Había llegado su momento. No había pensado más allá de encontrar al taquisiano, y ahora que le había encontrado, ¿qué iba a hacer? ¿Un desmayo? ¿Un esguince de tobillo? Conocía —como casi todo el mundo— la fascinación del alienígena por las mujeres hermosas pero había montones de mujeres hermosas en Nueva York; ¿y si ya había encontrado una compañera para pasar el día? Y, si no, ¿cómo podía asegurarse de que la eligiera? Tenía belleza, pero no las habilidades que solían acompañarla. Nunca había dominado el arte del flirteo. Y en aquel momento sintió una oleada de alivio. Podía pasar por delante; si reparaba en ella…, bien, que así fuera. Estaba destinado a encontrar su destino. Si no…; intentó no pensar en el hombrecillo enjuto que acechaba en su húmeda guarida.

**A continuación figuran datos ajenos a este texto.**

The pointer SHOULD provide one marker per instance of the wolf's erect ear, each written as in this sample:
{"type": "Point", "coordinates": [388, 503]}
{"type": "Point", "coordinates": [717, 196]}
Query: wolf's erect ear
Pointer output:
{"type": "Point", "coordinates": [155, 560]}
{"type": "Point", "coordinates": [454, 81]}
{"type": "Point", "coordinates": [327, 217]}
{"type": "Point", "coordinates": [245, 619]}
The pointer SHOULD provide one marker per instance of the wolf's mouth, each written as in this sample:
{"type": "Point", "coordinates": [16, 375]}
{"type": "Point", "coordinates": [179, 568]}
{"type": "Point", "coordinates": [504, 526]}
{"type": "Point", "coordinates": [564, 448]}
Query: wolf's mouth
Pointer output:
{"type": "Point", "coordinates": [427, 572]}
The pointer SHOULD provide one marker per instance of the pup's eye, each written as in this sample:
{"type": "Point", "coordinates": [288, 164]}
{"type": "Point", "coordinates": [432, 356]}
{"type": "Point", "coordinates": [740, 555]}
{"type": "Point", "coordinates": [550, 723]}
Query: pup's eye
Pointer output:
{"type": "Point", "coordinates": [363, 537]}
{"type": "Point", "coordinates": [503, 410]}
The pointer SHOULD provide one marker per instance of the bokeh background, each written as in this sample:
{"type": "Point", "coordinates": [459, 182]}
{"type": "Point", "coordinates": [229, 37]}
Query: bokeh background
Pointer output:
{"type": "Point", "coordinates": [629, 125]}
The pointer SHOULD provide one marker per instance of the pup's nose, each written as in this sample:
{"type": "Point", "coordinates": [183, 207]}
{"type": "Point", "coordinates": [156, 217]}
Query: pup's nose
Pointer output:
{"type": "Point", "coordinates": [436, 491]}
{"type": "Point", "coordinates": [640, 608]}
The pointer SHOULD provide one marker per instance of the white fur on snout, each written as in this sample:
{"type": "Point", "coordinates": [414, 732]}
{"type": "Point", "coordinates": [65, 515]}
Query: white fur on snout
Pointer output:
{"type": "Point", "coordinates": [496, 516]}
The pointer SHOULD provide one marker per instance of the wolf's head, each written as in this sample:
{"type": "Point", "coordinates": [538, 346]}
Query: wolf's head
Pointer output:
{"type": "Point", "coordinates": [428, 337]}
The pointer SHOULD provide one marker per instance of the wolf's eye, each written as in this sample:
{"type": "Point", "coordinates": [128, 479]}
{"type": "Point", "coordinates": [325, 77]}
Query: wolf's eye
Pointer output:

Centró su mirada en la barricada y empezó a contar sus pasos, notando cómo las suelas de caucho de los zapatos se alejaban del cemento y el modo en que sus pantalones rozaban contra sus tobillos y el roce de su pelo trenzado contra…
—Creo que eres idiota —masculló Chrysalis con su entrecortado acento británico—. Cada año empiezas aquí, con tu primer coñac del día, permaneces sobrio mientras das tu discurso, empiezas a pimplar cerveza durante el partido, mantienes tu dieta líquida en la cena de Hiram y entonces, para poner la guinda perfecta al día, acabas aquí, borracho como una cuba, sintiéndote culpable y miserable. ¿Por qué no sigues mi consejo y…?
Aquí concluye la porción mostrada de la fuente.